名言

  一生に一度くらい、名言を吐いてみたいものだ。

友人とそんな話をした。

例えば、『良かった、病気の子供はいないんだ…』なんて安堵の顔して言ってみたいものである。
この一言に、どれだけの人間性が濃縮されていることだろう。

言ってみたい。
このくらいカッコイイ言葉を言ってみたい。

…だが残念ながら、自分はその器ではないのだ。

もし自分が同じ立場になってたとしたら、「くそっダマされた!」と口惜しがってただろう。
名言を吐くには、それに見合った器を持っていなければならないのだ。
そしてそれは希少であるから人から重宝される。
一目置かれる。

結局、話は「俺たちには無理だな」と半分愚痴のような笑い話で終わった。

が、それがマズかった。
友人とのダベりが長すぎたのだ。
乗る予定だった電車を一本逃し、俺は彼女との待ち合わせの時間に大幅に遅れてしまった。

どのくらい遅くなったかと言うと、30分。
つまり俺はこの寒空の下、冷たい風の吹く最中、彼女を30分も待たせてしまったのだ。

マズイ。

非常にマズイぞ。

俺は待ち合わせの場所に走っていく間、ずっと謝罪の言葉を考えていた。
きっと彼女はかなり怒っているはずだ。
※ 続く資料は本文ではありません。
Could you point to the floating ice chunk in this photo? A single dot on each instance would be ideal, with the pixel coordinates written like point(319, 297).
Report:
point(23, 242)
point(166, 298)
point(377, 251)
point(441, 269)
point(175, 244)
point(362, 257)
もう帰ってしまってるかもしれない。

俺は深い自己嫌悪に陥りながら、約束の場所に着いた。
彼女がいた。

彼女は俺を見つけると、今にも泣きそうな顔をしてこう言った。

「良かった…途中で事故にでも遭ったのかと思って心配だったから…来てくれて、ホント良かった…」

名言だ。

俺は彼女を素晴らしいと思い、またそんな彼女をもつ俺も捨てたもんじゃないなと思った。